Em se tratando de estresses hidrotérmicos, a campeã da safra é a semente esverdeada, generalizada nos diferentes estados produtores


    O teor de clorofila em sementes de soja é determinado pelo genótipo e sofre variação significativa entre as cultivares. Esse nível pode ser afetado tanto pelo estádio de maturação como por condições de secagem, ou por condições climáticas que podem interferir no amadurecimento normal em campo. Existe relação inversa entre o índice de sementes esverdeadas e a intensidade da tonalidade verde dos cotilédones com o potencial fisiológico das sementes, principalmente o vigor. Quanto mais esverdeada, mais problema e menor longevidade.
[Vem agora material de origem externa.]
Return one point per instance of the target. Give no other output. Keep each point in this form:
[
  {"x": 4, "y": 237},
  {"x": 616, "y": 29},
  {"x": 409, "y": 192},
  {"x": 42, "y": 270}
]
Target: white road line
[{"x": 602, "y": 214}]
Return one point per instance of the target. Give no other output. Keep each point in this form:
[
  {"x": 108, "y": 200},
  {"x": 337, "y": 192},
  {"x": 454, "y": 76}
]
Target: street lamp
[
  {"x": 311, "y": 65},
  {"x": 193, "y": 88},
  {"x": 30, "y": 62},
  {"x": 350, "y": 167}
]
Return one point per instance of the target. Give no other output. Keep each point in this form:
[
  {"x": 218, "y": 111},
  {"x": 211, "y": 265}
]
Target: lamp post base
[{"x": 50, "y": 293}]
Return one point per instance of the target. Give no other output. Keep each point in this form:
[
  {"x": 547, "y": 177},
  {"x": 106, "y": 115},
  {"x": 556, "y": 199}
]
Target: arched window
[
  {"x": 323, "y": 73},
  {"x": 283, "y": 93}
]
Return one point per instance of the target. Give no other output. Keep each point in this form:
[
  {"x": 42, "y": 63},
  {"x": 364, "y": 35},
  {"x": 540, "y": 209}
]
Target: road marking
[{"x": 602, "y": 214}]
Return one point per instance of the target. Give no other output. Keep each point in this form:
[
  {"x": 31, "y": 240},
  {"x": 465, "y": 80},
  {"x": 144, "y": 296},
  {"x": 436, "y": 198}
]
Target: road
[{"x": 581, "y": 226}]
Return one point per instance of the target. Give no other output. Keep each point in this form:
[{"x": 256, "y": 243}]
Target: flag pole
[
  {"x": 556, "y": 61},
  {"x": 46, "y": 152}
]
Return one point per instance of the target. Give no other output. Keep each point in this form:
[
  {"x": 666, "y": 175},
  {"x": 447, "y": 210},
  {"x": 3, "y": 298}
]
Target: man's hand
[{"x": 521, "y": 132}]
No caso específico, em campo, a maturação é uniforme, não se evidenciam distúrbios na fenologia, ou seja, a planta sofre a senescência, seguindo um padrão de coloração normal de maturação, em relação ao total da população. 

    Entretanto, na debulha de vagens, pode-se observar algumas sementes com os cotilédones visivelmente esverdeados, sendo a localização destas sementes aleatória, tanto na planta quanto na vagem. Este tipo de semente está sendo bastante evidenciada na safra atual, em decorrência de estresses de elevadas temperaturas durante o processo de perda da clorofila. A literatura nos explica que em circunstâncias normais, durante a maturação, a enzima clorofilase degrada a clorofila em sementes de soja. Porém, em condições climáticas de elevadas temperaturas e déficit hídrico, as sementes amadurecem mais rápido do que o habitual, cessando a atividade da enzima antes que toda a clorofila tenha sido degradada. 

    Existem outras abordagens registradas, também causadoras de sementes verdes, a exemplo de maturação desuniforme, ataques de percevejos que ocasionam retenção, hastes verdes, doenças de raízes como as fusarioses, doenças do colmo como cancro da haste, e doenças de folhas como ferrugem asiática.  

    Este combo, apenas, dos três aspectos mencionados, os mais perceptíveis visualmente na produção da atual safra, precisa ser bem trabalhado e o conhecimento técnico a respeito deve ser buscado para minimizar perdas consideráveis no momento de entrega do produto.